Doch der neue Swiss-Chef Dieter Vranckx sprach am Donnerstag Klartext. Bei seinem ersten öffentlichen Auftritt und der Präsentation der Jahreszahlen sagte er: «Die Nachfrage wird sich langfristig verändern, und sie wird kleiner sein.» Der 47-jährige Schweiz-Belgier hat Anfang Jahr den Steuerknüppel von Thomas Klühr übernommen. 2023 rechnet er höchstens mit einem Volumen von 80 bis 85 Prozent gegenüber 2019. «Auch wir nutzen täglich Skype und Zoom, und das wird nicht verschwinden.»
Im vergangenen Jahr resultierte ein Verlust von 654 Millionen Franken - die ersten roten Zahlen seit 15 Jahren.
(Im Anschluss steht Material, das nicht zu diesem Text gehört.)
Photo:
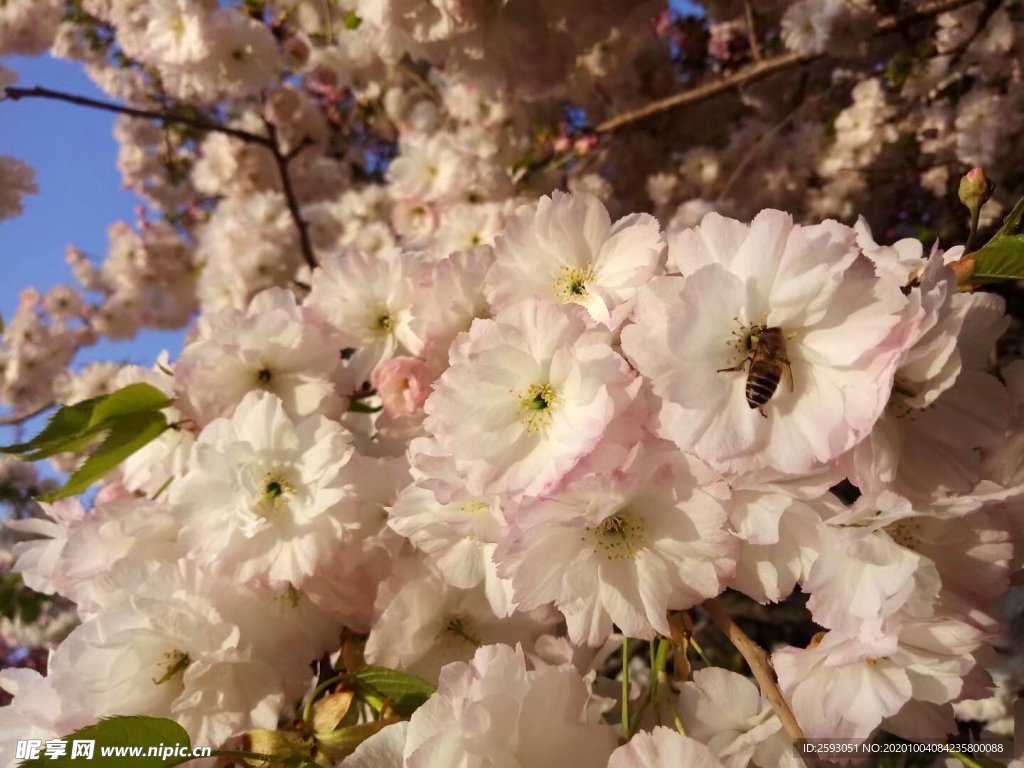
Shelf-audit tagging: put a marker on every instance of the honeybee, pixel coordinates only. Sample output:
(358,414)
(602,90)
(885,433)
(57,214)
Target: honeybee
(767,361)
Der Umsatz sank um 65 Prozent und eine Erholung ist vorerst nicht in Sicht. Eine Redimensionierung der Swiss werde deshalb nötig, sagt Vranckx, der zuvor Chef von Brussels Airlines war. Und zwar im grösseren Ausmass, als bisher gedacht. «Wir müssen agiler und schlanker werden.»
Beim Personal ist dies zum Teil bereits erfolgt. 500 Stellen wurden durch Frühpensionierungen, Teilzeitmodelle und die natürliche Fluktuation abgebaut. Bis Ende Jahr sollen es 1000 sein. Und auch die Flotte werde kleiner werden, kündigte Vranckx an, der früher auch schon für die Swissair und die Swiss tätig war. Wie viele Flugzeuge bei der Swiss verschwinden, sei allerdings noch nicht entschieden.
Konkreter sehen die Pläne allerdings bei der Swiss-Schwesterairline Edelweiss aus, die von Vranckx präsidiert wird. Auf Frage von CH Media bestätigt er Gerüchte, wonach zwei Airbus-330-Langstreckenflugzeuge der Edelweiss nach Deutschland verlagert werden könnten, und zwar zur neuen Ferienfluggesellschaft Eurowings Discover. Diese ist wie Phönix aus der Asche aus den untergegangenen Lufthansa-Töchtern Sun Express und Germanwings auferstanden. Ein Grossteil der Angestellten dieser beiden Airlines wurde entlassen. Bei Eurowings Discover warten allerdings deutlich schlechtere Anstellungsbedingungen.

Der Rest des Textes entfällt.